Objectives
To investigate the molecular pathogenesis of implant‐associated peripheral giant cell granuloma (IA‐PGCG).
Methods
A convenience sample of 15 IA‐PGCG cases was selected. Hotspot mutations of KRAS, FGFR1, and TRPV4 genes, previously reported in conventional giant cell lesions of the jaws, were investigated by Sanger sequencing.

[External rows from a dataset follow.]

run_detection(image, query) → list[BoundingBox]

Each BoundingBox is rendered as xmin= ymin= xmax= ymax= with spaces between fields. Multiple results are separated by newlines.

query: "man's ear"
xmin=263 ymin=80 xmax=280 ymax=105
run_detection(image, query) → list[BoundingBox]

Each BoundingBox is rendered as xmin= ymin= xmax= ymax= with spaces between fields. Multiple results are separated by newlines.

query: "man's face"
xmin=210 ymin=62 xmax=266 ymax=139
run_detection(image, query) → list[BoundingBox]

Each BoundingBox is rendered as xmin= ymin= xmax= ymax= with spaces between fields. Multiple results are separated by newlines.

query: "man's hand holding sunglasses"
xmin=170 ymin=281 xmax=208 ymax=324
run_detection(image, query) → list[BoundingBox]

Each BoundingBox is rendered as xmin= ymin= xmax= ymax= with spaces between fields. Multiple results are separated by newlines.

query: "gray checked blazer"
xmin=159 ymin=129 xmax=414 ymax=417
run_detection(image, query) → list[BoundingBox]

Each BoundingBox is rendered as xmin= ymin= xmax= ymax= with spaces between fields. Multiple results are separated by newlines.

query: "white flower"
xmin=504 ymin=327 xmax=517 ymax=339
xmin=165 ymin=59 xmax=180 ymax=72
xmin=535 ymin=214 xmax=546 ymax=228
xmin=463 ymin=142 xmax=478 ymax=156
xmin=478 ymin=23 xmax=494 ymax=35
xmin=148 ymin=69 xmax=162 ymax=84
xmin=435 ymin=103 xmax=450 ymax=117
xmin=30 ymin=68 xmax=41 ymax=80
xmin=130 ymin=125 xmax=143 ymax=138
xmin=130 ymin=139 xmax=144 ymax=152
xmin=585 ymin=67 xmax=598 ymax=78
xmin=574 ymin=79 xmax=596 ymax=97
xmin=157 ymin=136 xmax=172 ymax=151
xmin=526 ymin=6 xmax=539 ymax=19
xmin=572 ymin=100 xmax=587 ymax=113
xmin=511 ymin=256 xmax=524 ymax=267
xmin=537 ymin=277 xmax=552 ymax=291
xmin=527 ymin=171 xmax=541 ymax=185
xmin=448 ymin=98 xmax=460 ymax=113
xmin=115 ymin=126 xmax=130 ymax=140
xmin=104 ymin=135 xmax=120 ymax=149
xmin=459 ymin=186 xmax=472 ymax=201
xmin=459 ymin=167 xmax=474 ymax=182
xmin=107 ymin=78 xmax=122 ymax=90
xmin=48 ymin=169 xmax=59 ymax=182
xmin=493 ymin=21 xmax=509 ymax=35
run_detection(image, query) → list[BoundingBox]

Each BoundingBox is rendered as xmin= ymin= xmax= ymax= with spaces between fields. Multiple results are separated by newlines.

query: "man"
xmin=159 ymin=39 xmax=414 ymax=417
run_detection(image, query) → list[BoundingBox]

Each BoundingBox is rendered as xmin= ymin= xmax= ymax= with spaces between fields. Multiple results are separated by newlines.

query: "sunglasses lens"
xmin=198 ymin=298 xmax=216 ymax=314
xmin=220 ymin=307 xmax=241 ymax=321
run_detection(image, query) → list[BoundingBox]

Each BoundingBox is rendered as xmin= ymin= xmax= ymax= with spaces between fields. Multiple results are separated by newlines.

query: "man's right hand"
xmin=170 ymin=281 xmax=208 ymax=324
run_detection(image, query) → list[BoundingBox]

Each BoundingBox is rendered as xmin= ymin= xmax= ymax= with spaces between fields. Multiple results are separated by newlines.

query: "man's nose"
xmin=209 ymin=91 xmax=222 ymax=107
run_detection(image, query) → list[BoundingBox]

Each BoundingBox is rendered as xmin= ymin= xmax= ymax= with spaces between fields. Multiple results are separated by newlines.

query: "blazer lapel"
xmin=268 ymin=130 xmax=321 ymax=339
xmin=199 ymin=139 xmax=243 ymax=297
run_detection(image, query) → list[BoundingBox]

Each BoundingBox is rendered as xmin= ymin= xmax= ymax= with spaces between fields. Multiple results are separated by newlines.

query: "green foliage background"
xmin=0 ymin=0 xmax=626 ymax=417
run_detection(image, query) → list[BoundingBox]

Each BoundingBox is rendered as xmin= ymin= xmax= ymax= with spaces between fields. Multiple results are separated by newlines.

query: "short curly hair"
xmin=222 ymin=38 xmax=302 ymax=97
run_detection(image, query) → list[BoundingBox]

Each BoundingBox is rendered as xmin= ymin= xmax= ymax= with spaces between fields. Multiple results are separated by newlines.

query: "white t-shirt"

As these mutations could activate MAPK/ERK pathway, the expression of phospho‐ERK1/2 was also evaluated by immunohistochemistry.
Results
KRAS mutations were detected in 8/15 (53.4%) samples. Similar to conventional peripheral giant cell granuloma, the KRAS mutations most frequently occurred in codon 146 (p.A146V, n = 3), followed by codon 12 (p.G12A and p.G12D, n = 1 each) and codon 14 (p.V14L, n = 1). Variants of unknown significance (VUS) were also detected in two cases, affecting codons 37 (p.E37K) and 127 (p.T127I). All samples showed wild‐type (WT) sequences for FGFR1 and TRPV4 genes. Consistent with MAPK/ERK pathway activation, all mononuclear cells of the lesion showed strong staining for phospho‐ERK1/2 protein in the immunohistochemical analysis.
Conclusions
KRAS mutations and activation of the MAPK‐ERK signaling pathway occur in IA‐PGCG. This is the first study to demonstrate cancer‐associated gene mutations in a non‐neoplastic reactive condition associated with dental implants.